CAIRO: International Women’s Day on March 8 was first celebrated by women protesting in New York I the early 20th century, journalist Hanya Moheib said in her speech on Saturday. Women were carrying roses and bread on this day, claiming their rights to have less working hours and to vote, and prevent children from working.

Many countries celebrate this day all over the world. Several women’s rights organizations like “I saw harassment,” Foada watch and the Women’s Parliament and Act center, held a celebration in downtown Cairo under the name “They are the Change,” a phrase directed to women.

In addition to Moneib, member of the supreme committee of the Egyptian Democratic Party Maha el-Gazar, co-founder of the Women of the Arab World movement Sally Zohney and women activist Yasmeen el-Baramawy attended the celebration among others.

The celebration started with a press statement of the women organizations stating their demands. The statement read that ever since the January 25 Revolution, Egyptian women has been the most vulnerable group in society. They are subject to violation and marginalizing to force them to stop participating in the revolution and to stop demanding their rights.

The statement demanded that the authorities must start activating non-discrimination between males and females in higher decision making positions according to the 2013 constitution. The organizations announced that political parties, democratic powers and religious institutions must focus on letting women participate in ruling, not letting them become just house wives.

Furthermore, the statement demanded presidential candidates to include women’s welfare in their electoral programs and stated that the next parliament should adopt a law that incriminates all kinds of sexual harassment and violence against women.

Moheib spoke during the celebration about the image of women engraved in society’s mind. This image relies on putting women in the defendant’s position, implying that she is always wrong and she is the reason behind being violated or harassed, she said.

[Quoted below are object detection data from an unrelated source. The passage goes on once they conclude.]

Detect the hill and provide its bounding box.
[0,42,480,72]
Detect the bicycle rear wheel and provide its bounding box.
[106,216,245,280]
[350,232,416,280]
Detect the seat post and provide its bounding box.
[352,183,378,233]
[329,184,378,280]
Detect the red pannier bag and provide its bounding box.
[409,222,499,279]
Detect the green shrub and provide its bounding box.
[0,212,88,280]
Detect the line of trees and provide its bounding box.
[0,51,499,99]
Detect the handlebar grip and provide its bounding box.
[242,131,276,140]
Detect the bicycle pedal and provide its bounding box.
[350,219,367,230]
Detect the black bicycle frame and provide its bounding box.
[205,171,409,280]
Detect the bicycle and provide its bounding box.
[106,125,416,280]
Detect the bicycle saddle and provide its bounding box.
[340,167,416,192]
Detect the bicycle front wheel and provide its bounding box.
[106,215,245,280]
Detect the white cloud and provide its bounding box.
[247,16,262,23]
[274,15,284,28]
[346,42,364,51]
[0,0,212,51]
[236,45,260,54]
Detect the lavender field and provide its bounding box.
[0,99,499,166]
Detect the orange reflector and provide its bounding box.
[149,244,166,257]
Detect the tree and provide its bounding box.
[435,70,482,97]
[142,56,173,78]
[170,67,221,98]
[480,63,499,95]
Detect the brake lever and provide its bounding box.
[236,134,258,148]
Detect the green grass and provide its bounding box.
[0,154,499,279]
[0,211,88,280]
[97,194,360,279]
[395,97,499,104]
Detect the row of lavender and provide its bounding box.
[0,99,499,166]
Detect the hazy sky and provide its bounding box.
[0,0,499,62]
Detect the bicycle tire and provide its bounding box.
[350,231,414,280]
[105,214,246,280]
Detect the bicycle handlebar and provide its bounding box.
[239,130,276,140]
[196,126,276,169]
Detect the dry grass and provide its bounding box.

Women broke the barrier of fear during the January 25 Revolution, as women are entitled to defend their own rights, children’s rights and animals’ rights as well, according to Hanya.

She added that one of the main problems that women face is the “masculine culture,” in which women have no rights, men must control everything and must be violent towards women, and women should not speak out for their rights. The journalist pointed out that so many women promote for this kind of culture as well and abandon their rights themselves.

Moheib said that women must be told that being silent towards harassment is considered a crime and she urged women to believe in themselves, because they are powerful enough to demand and regain their rights. One example of women’s power is a Kenyan lady called Wangari Maathai, who founded the green belt initiative to plant trees. Thanks to her 30 million trees were planted in Kenya, Hanya told the audience.

Politician Gazar spoke about increasing women’s awareness and the role of women in the Egyptian Democratic Party. Gazar further spoke about the Bosi project, of which he is a member, that forms a platform for Egyptian women to tell real stories about harassment, aiming to address and face this phenomenon in society.

The  “I saw harassment” movement displayed three videos recorded back in 2012 about sexual harassment in the streets during Eid al-Adha. The videos contained interviews with children of both sexes between seven to 12 years old about why women and girls are harassed and what people’s reactions are towards girls that try to protect themselves against harassment.

Also  activist Baramawy said that the presence of people who defend women’s rights to live a safe life and those who start initiatives to solve women’s problems against sexual harassment and violence, are the reason that keeps her going. Without these people she would have travelled abroad a very long time ago, she said. Also she played several music pieces using the Arab instrument Oud.